Indian lawyer (1930–2017)

Anil B. Divan (15 May 1930 – 20 March 2017) was a senior advocate in India. He has been described as an eminent constitutional expert.

== Life and career ==
Anil B. Divan was born on 15 May 1930 and died 20 March 2017. He was president of Law Asia from 1991 to 1993. From February 2009 he was Associate President of the Bar Association of India. He argued in the Supreme Court of India on a "pro bono" basis in many Public Interest Litigations (PILs), some involving high-level corruption, as an "Amicus Curiae".
In 2004 he was a member of the committee on Water Resources Law of the International Law Association.
He has been appointed by the government to help resolve Cauvery Water Disputes.

In the late 1980s, Divan was one of the founders of the Centre for Public Interest Litigation, a Non-governmental organization that conducts litigation on matters of public interest.
The first president was Justice V. M. Tarkunde, who was also the founder of the People's Union for Civil Liberties.
Other founder members were senior advocates including Fali Sam Nariman, Shanti Bhushan, Rajinder Sachar and Colin Gonsalves.
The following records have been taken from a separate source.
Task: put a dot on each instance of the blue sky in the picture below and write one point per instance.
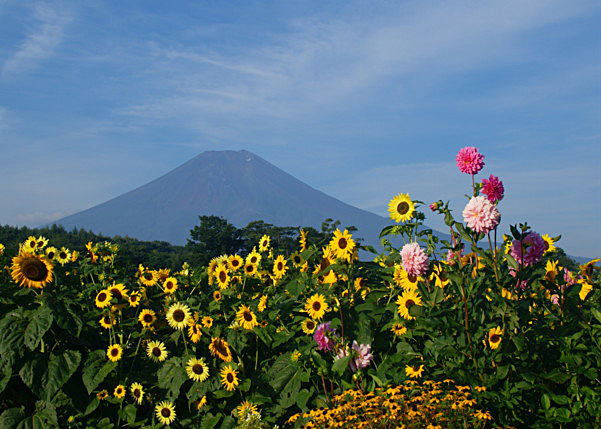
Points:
(361, 100)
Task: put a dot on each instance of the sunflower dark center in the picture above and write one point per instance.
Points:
(34, 269)
(403, 207)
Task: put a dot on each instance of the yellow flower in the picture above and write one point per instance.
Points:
(406, 301)
(31, 270)
(197, 369)
(279, 267)
(246, 317)
(156, 351)
(220, 348)
(343, 245)
(494, 337)
(316, 306)
(119, 391)
(414, 371)
(137, 392)
(147, 318)
(114, 352)
(165, 412)
(170, 285)
(229, 377)
(401, 208)
(103, 298)
(178, 315)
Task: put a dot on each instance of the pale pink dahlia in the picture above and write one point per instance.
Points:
(528, 251)
(415, 260)
(493, 188)
(481, 215)
(469, 161)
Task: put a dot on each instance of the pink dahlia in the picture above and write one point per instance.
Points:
(481, 215)
(493, 188)
(528, 251)
(323, 342)
(415, 260)
(469, 161)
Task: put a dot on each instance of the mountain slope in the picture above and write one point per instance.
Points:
(239, 186)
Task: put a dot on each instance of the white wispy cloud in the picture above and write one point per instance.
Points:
(42, 41)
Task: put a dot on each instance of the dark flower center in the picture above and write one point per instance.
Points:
(34, 269)
(179, 315)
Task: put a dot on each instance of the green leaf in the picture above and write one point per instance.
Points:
(39, 323)
(171, 376)
(95, 369)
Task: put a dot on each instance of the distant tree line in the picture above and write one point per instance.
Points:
(213, 236)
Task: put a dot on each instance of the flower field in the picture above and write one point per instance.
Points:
(487, 329)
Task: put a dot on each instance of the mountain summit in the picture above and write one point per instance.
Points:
(238, 186)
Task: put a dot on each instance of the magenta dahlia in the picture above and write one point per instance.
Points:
(415, 260)
(493, 188)
(481, 215)
(529, 250)
(469, 161)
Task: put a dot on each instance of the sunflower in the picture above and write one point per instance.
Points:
(246, 408)
(222, 277)
(137, 392)
(118, 291)
(114, 352)
(220, 348)
(401, 208)
(253, 258)
(148, 278)
(229, 377)
(134, 299)
(308, 326)
(207, 321)
(178, 316)
(63, 256)
(156, 351)
(494, 337)
(107, 321)
(250, 269)
(414, 371)
(234, 262)
(103, 298)
(194, 332)
(316, 306)
(165, 412)
(264, 243)
(398, 329)
(262, 304)
(119, 391)
(279, 267)
(406, 301)
(246, 317)
(147, 318)
(197, 369)
(31, 270)
(342, 245)
(170, 285)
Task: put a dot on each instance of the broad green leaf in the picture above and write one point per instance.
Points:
(39, 323)
(95, 369)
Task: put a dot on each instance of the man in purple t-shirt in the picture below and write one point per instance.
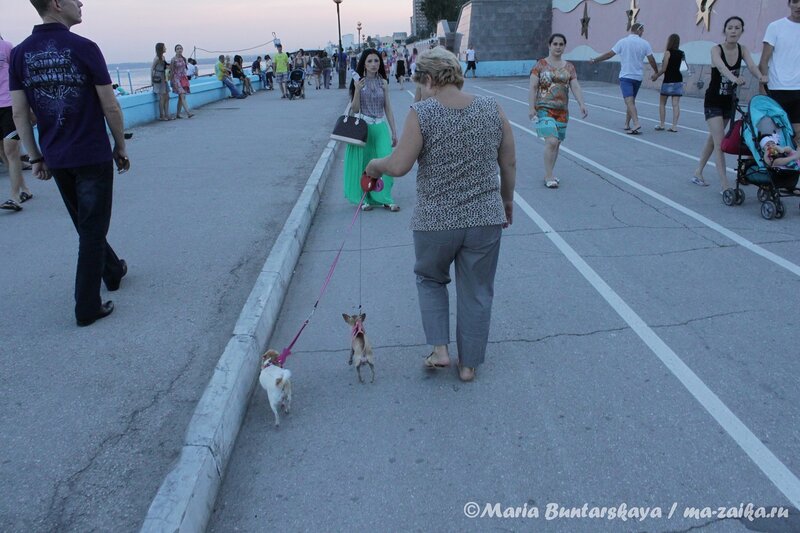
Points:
(9, 138)
(63, 77)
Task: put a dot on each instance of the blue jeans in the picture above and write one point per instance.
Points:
(87, 192)
(235, 92)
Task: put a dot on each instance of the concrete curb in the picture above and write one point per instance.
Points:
(185, 500)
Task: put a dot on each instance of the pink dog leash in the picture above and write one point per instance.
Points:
(367, 185)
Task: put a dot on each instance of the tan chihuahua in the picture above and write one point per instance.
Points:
(360, 348)
(277, 381)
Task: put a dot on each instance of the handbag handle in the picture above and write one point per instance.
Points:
(348, 109)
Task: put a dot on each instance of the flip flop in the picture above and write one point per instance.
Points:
(11, 205)
(430, 365)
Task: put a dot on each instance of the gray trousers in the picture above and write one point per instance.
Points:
(475, 252)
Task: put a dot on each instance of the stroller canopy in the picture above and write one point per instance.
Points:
(765, 115)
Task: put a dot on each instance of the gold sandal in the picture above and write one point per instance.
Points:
(431, 365)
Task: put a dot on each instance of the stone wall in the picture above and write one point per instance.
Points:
(505, 30)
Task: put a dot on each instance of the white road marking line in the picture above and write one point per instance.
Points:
(618, 112)
(735, 237)
(635, 138)
(762, 456)
(619, 98)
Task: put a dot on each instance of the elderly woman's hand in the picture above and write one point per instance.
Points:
(509, 209)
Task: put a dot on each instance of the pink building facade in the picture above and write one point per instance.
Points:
(593, 26)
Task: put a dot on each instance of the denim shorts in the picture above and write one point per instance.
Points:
(547, 126)
(711, 112)
(629, 87)
(672, 89)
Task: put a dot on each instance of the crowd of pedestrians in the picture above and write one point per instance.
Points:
(458, 200)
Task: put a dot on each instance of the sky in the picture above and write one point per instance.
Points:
(127, 30)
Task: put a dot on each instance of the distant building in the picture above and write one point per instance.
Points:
(419, 24)
(348, 41)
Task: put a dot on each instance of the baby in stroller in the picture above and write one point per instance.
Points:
(767, 158)
(777, 156)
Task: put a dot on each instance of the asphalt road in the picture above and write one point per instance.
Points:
(643, 353)
(92, 418)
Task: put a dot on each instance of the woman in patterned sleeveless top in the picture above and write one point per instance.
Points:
(369, 97)
(548, 99)
(459, 140)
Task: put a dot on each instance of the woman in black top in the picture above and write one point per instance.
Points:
(237, 72)
(726, 61)
(673, 82)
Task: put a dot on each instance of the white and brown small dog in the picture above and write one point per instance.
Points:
(277, 381)
(360, 348)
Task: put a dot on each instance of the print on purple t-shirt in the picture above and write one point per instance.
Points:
(5, 57)
(58, 70)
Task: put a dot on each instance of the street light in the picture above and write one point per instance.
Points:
(341, 61)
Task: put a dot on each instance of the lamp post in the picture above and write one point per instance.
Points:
(341, 63)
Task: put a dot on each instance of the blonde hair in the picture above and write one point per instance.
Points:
(439, 66)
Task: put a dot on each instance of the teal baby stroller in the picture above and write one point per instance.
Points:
(763, 116)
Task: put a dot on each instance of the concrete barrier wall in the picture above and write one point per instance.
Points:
(141, 108)
(491, 69)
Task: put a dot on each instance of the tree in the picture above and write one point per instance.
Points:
(436, 10)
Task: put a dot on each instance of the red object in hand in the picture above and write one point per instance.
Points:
(369, 184)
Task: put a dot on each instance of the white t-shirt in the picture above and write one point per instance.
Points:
(784, 67)
(631, 51)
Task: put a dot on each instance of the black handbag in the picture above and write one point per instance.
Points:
(350, 130)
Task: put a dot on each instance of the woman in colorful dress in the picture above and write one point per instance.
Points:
(158, 76)
(551, 80)
(179, 81)
(369, 97)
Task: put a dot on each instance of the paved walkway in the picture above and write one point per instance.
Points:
(93, 418)
(642, 346)
(642, 353)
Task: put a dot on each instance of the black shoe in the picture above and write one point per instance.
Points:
(105, 310)
(114, 286)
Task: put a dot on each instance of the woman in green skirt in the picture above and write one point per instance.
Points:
(369, 97)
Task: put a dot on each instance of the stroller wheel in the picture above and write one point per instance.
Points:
(768, 210)
(728, 197)
(779, 210)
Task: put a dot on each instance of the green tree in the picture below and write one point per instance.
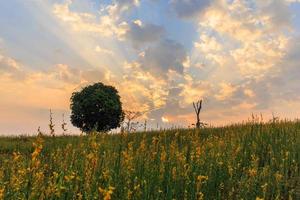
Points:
(96, 108)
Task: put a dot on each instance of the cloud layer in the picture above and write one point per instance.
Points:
(242, 58)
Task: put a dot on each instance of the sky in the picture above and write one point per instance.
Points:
(239, 56)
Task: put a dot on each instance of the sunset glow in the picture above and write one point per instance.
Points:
(239, 56)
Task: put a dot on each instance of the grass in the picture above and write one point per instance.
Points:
(245, 161)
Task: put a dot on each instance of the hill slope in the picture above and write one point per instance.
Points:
(249, 161)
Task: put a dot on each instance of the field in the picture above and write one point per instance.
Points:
(244, 161)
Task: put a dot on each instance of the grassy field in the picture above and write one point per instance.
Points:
(246, 161)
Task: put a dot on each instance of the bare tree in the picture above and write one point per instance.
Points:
(197, 108)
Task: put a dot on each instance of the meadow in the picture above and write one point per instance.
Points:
(253, 160)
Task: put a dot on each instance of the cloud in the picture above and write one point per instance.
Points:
(189, 8)
(139, 33)
(109, 22)
(103, 50)
(10, 67)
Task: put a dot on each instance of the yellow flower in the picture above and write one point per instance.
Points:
(202, 178)
(1, 193)
(278, 176)
(106, 193)
(252, 172)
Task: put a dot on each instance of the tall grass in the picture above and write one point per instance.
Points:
(246, 161)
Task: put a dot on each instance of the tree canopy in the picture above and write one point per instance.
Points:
(96, 107)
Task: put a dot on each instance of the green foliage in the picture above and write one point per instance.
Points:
(247, 161)
(96, 108)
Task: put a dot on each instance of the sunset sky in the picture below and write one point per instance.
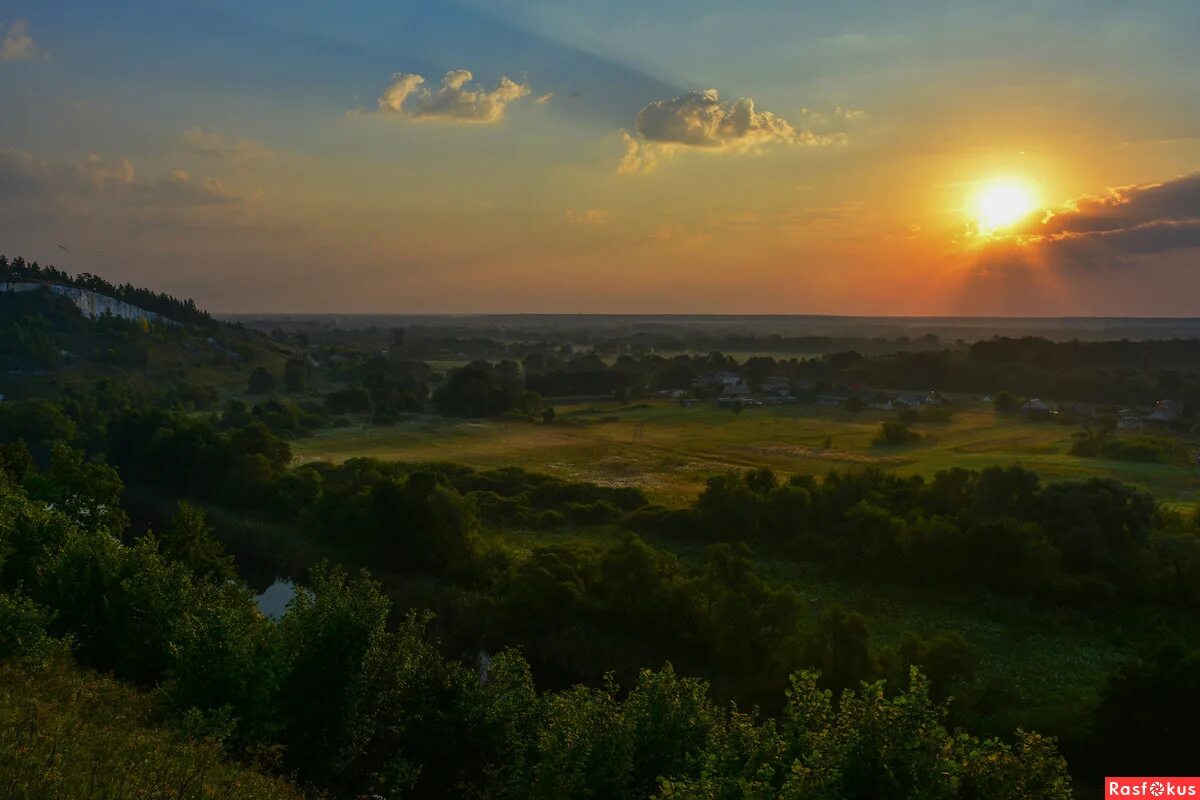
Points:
(889, 157)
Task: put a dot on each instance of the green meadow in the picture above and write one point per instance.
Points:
(669, 451)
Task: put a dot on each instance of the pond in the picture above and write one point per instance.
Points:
(274, 600)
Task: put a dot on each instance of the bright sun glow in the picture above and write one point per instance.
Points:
(1000, 203)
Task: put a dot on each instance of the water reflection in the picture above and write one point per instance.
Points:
(275, 599)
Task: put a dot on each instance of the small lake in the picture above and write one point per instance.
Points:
(275, 599)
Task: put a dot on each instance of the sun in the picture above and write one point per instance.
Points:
(1002, 202)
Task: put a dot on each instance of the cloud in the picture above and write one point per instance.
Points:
(180, 191)
(1127, 222)
(588, 216)
(455, 101)
(17, 44)
(214, 145)
(39, 190)
(700, 120)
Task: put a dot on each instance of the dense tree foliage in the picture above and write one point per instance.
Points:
(181, 311)
(357, 703)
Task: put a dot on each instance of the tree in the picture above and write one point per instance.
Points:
(262, 382)
(190, 540)
(295, 376)
(15, 461)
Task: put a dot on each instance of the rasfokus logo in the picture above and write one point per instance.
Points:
(1151, 787)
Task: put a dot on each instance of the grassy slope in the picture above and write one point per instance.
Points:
(678, 447)
(173, 353)
(1057, 668)
(65, 733)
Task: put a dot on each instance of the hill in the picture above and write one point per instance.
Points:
(59, 331)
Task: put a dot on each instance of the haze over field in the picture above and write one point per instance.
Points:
(1021, 158)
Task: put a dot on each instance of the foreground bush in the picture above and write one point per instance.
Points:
(65, 733)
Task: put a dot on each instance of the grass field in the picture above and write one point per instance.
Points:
(670, 451)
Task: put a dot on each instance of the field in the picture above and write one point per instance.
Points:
(670, 451)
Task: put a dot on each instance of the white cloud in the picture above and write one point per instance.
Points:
(17, 43)
(455, 101)
(214, 145)
(700, 120)
(588, 216)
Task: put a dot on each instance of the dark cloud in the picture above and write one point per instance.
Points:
(701, 120)
(1129, 221)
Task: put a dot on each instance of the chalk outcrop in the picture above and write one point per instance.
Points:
(90, 304)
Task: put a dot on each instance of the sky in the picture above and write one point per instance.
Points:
(1031, 157)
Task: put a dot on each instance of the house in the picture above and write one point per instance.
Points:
(1129, 420)
(832, 400)
(916, 400)
(777, 385)
(721, 378)
(1165, 411)
(737, 402)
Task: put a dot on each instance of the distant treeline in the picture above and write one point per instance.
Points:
(181, 311)
(577, 612)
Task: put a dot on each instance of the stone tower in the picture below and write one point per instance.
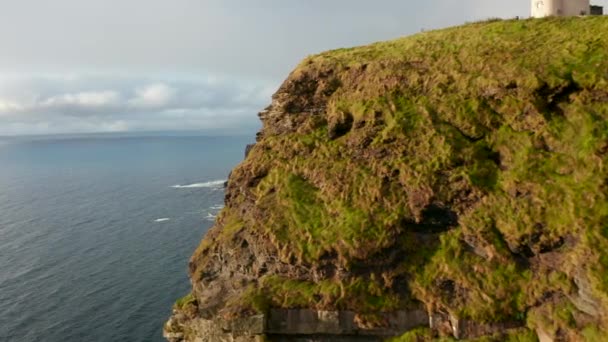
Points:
(545, 8)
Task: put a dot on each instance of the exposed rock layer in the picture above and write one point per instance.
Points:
(453, 180)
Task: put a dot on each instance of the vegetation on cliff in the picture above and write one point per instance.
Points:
(459, 170)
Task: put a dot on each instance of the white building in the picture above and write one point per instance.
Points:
(545, 8)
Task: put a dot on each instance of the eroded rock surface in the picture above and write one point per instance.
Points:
(452, 183)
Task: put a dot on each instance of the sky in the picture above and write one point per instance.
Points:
(74, 66)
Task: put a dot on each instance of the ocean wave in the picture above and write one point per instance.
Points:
(212, 184)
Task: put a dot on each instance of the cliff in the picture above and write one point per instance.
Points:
(451, 183)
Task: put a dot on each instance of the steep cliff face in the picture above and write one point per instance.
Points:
(448, 183)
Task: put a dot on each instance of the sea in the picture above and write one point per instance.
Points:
(96, 230)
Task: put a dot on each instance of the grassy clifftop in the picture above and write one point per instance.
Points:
(460, 170)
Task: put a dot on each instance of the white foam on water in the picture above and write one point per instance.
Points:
(217, 184)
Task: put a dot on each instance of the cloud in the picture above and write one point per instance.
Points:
(82, 100)
(155, 95)
(78, 104)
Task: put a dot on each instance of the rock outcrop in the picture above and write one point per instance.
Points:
(452, 183)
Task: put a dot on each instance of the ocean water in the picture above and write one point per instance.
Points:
(96, 232)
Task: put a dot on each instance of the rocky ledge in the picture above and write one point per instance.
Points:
(448, 184)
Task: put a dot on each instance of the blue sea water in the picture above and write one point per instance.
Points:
(96, 231)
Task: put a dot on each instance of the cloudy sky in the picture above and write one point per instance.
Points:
(72, 66)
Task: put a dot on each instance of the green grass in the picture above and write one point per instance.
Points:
(504, 122)
(185, 301)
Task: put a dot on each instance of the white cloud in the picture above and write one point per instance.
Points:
(8, 106)
(92, 99)
(48, 105)
(155, 95)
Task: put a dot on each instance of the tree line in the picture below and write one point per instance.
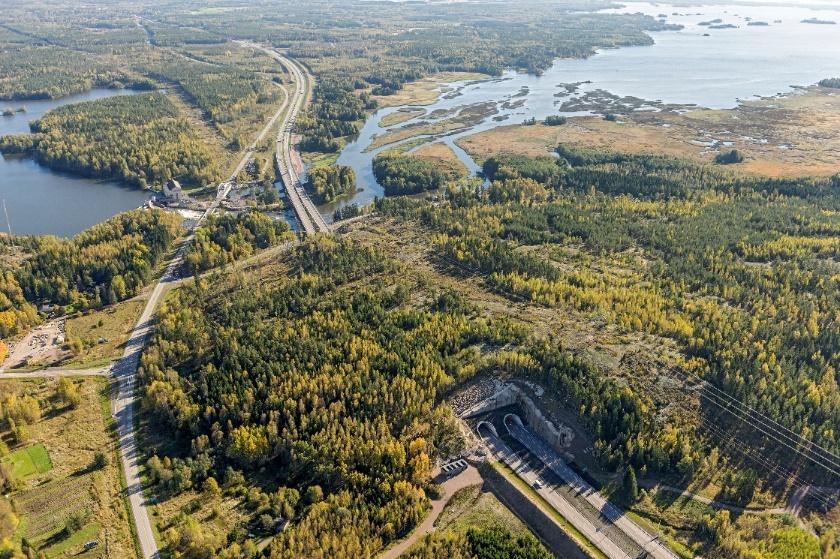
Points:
(138, 139)
(328, 378)
(737, 270)
(328, 183)
(226, 238)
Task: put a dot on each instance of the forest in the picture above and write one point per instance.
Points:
(740, 271)
(49, 72)
(107, 263)
(226, 238)
(329, 372)
(327, 376)
(328, 183)
(487, 543)
(222, 92)
(139, 139)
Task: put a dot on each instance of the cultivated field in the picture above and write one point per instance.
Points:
(56, 478)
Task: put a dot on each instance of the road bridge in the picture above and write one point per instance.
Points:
(311, 220)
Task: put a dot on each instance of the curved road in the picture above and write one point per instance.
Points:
(126, 368)
(467, 477)
(310, 218)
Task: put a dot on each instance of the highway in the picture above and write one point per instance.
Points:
(549, 457)
(566, 509)
(308, 215)
(125, 370)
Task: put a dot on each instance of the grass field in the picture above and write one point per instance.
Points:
(472, 507)
(61, 480)
(442, 155)
(104, 332)
(781, 137)
(425, 91)
(29, 461)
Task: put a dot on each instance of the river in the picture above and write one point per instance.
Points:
(698, 65)
(40, 201)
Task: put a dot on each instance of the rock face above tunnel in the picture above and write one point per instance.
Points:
(508, 394)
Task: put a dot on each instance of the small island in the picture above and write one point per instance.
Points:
(818, 21)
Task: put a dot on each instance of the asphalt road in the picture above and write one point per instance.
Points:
(566, 509)
(125, 370)
(308, 215)
(655, 548)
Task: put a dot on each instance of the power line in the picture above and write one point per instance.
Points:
(776, 435)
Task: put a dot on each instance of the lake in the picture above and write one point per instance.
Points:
(698, 65)
(40, 201)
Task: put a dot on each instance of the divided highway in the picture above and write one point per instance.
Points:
(308, 215)
(125, 370)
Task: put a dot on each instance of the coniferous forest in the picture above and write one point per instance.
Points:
(138, 139)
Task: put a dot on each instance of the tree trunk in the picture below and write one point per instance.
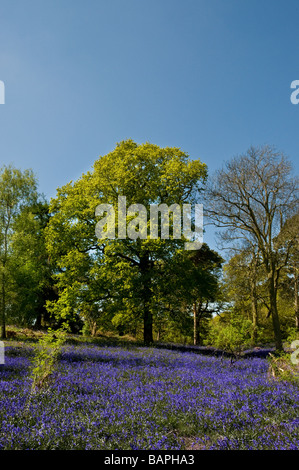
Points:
(147, 294)
(296, 298)
(194, 325)
(273, 309)
(254, 311)
(3, 307)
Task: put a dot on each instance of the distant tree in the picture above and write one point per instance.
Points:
(244, 282)
(193, 284)
(31, 272)
(17, 190)
(128, 268)
(252, 197)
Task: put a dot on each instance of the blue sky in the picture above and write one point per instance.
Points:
(209, 76)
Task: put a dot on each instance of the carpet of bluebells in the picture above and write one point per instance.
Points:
(124, 398)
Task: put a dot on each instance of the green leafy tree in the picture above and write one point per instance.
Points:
(192, 288)
(31, 281)
(129, 268)
(17, 190)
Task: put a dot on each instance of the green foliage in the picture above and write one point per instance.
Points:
(281, 367)
(46, 357)
(118, 278)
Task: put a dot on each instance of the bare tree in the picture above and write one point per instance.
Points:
(251, 198)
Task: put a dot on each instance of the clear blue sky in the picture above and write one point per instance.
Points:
(209, 76)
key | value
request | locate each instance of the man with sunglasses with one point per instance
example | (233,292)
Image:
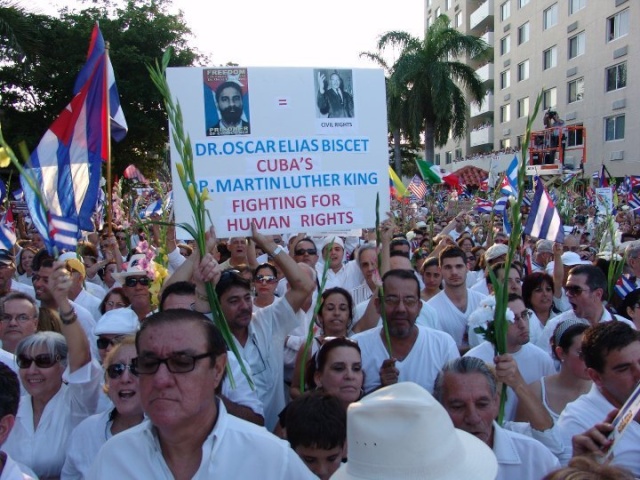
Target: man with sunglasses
(189,434)
(586,288)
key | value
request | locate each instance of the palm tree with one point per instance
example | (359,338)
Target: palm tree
(432,81)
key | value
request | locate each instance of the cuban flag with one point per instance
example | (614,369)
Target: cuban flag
(544,221)
(509,184)
(66,165)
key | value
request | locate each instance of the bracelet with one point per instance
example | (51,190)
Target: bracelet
(68,318)
(202,296)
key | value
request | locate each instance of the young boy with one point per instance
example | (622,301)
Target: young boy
(316,425)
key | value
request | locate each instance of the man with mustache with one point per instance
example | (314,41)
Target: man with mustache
(230,104)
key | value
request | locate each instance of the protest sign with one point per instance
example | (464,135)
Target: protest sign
(293,149)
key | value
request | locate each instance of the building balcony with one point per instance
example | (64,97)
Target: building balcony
(486,108)
(482,17)
(483,136)
(485,73)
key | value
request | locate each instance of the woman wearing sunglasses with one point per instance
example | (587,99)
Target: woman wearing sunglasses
(121,386)
(265,282)
(62,384)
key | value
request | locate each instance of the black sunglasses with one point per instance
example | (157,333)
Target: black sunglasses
(177,363)
(42,360)
(302,251)
(133,281)
(117,369)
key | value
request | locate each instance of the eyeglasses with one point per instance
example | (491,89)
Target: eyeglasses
(117,369)
(177,363)
(394,301)
(575,290)
(266,279)
(133,281)
(42,360)
(309,251)
(106,342)
(21,318)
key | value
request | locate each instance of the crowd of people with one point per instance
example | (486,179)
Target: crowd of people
(320,357)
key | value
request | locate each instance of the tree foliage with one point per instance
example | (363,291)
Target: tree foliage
(138,32)
(430,81)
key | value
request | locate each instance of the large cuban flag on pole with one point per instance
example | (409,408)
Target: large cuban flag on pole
(66,165)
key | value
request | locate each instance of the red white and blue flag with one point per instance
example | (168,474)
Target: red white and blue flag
(544,221)
(66,165)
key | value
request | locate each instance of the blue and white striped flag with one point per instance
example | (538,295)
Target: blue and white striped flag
(66,165)
(544,221)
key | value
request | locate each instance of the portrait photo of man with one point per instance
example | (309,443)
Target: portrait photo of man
(334,93)
(226,102)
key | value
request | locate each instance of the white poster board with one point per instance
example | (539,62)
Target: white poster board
(281,147)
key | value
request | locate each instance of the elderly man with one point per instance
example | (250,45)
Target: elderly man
(586,287)
(467,390)
(417,352)
(181,361)
(611,352)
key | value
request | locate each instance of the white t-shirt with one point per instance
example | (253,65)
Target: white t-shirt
(533,364)
(44,449)
(450,318)
(427,356)
(136,453)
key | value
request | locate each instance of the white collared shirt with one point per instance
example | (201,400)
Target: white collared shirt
(234,449)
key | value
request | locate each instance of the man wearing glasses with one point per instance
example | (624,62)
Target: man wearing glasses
(417,352)
(586,288)
(532,363)
(189,434)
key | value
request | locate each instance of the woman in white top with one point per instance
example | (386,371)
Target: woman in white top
(122,388)
(556,391)
(62,383)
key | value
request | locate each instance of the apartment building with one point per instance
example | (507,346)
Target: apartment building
(579,53)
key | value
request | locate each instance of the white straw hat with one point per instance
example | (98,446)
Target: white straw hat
(402,432)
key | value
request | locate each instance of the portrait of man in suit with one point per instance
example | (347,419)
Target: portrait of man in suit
(334,100)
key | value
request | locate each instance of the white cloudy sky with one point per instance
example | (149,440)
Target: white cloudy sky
(287,32)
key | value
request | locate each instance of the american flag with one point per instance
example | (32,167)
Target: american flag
(417,187)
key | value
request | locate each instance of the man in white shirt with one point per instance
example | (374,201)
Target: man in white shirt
(455,302)
(611,352)
(181,361)
(417,352)
(468,391)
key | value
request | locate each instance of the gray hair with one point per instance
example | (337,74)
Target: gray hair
(54,343)
(464,365)
(19,296)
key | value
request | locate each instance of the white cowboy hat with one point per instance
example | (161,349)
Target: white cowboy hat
(402,432)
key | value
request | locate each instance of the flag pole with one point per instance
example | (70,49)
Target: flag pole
(109,185)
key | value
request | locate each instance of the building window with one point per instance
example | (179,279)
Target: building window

In February 2005, Prashant Bhushan and Anil B. Divan were counsel for the Centre for Public Interest Litigation (CPIL) seeking quashing of the CVC Act, 2003, which requires the CBI to obtain permission from the Union government before registering corruption cases against senior bureaucrats. Bhushan argued that the act violated the basic rights of citizens and was counter to the rule of law. The Supreme Court referred the question to a constitution bench of five judges.
Divan was a member of the Committee on Judicial Accountability.
Commenting on the Judges Enquiry Bill, 2006, he said "The aforementioned new bill is worse than the old Judges Inquiry Act and it needs to be scrapped in toto. This new bill is nothing but a sham".
Divan's son Shyam Divan is also a lawyer practising in the Supreme Court. His daughter-in-law, Madhavi Goradia Divan is an author of books on law and also a practising lawyer.